Foundation Year 2 trainee, RCGP Co-Chair of Student and Foundation Doctor Committee, Hertfordshire
I’ve applied for and been accepted to start my GP training in London August (2019). I’m looking forward to the world of general practice and the educational, leadership and innovation opportunities that I know will come with it!
My interest initially stemmed from setting up and co-founding Liverpool’s first GP Society, which now has over four hundred members and won two national awards. As a Foundation Doctor I was selected to be the RCGP National Co-Chair for the Student and Foundation Doctor Committee. I’ve been involved in projects such as social prescribing, curriculum review, wellbeing projects, GP placement standardisation and involvement with regional Faculty Boards – a great way to gain early understanding of primary care and influence the future.
I think it’s an exciting era to join general practice. Family medicine has evolved from single practitioners to multidisciplinary enterprises. The development of Primary Care Networks will offer new leadership opportunities and roles which I can already see will help me to develop a portfolio GP career. Technology is constantly evolving and the GPs I’ve talked to are not afraid of embracing good and safe new methods. During GP training I’m sure there will be opportunities to learn about new technological advancements along with online and video consultations.
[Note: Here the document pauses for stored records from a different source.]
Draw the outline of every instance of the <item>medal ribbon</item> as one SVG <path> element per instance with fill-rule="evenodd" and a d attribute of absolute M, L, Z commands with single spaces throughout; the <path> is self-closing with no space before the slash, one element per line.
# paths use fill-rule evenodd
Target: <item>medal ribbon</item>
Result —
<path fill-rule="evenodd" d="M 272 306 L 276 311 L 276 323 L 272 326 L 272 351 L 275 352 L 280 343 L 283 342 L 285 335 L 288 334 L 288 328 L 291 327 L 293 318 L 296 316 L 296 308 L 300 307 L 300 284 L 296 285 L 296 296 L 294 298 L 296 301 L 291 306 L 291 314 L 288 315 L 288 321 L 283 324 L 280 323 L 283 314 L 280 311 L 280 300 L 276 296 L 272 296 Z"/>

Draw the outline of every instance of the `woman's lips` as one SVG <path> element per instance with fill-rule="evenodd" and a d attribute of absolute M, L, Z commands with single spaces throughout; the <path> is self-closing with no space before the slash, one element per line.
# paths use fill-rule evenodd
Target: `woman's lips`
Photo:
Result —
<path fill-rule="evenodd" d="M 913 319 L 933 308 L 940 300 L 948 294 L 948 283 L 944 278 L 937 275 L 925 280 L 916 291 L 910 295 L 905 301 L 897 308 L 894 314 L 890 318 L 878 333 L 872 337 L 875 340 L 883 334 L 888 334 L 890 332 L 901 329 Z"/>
I’m aware of some archaic negative perceptions ruminating amongst some NHS colleagues about general practice which do need to change. I’m under no illusions that being a GP is really hard work and not an easy option! Don’t be afraid to break away from the well-trodden path. Medical practice is all about helping people and the first port of call for anyone with health needs is usually the GP – you could be the gateway to their recovery.
If you are unsure if GP is going to be the right career for you, just get involved and explore. Attend the annual RCGP Conference where generations are connected from the raw enthusiasm of Foundation Doctors to the invaluable wisdom and experience of retired GPs or attend the many local and national specialty recruitment fairs. Be prepared to leave feeling inspired, energised and motivated.
Providing continuity of care is not an outdated anachronism. Its valued by GPs and their patients. Why not explore a taster week or shadow a GP and you can see how GPs are able to support a patient and their family through the inevitable challenges that happen over a lifetime, resulting in a depth of connection with your patients that is unparalleled.
You can also ‘have your cake and eat it.’ There are ways you can combine the inherent breadth of general practice with an interest in one (or more) particular specialty, providing outpatient services in the community or in your local acute trust. Programme Directors are also very supportive in allowing you to pursue experiences during your training programme such as teaching and leadership fellowships.
Honestly, just get involved! The future of GP is bright with endless opportunities.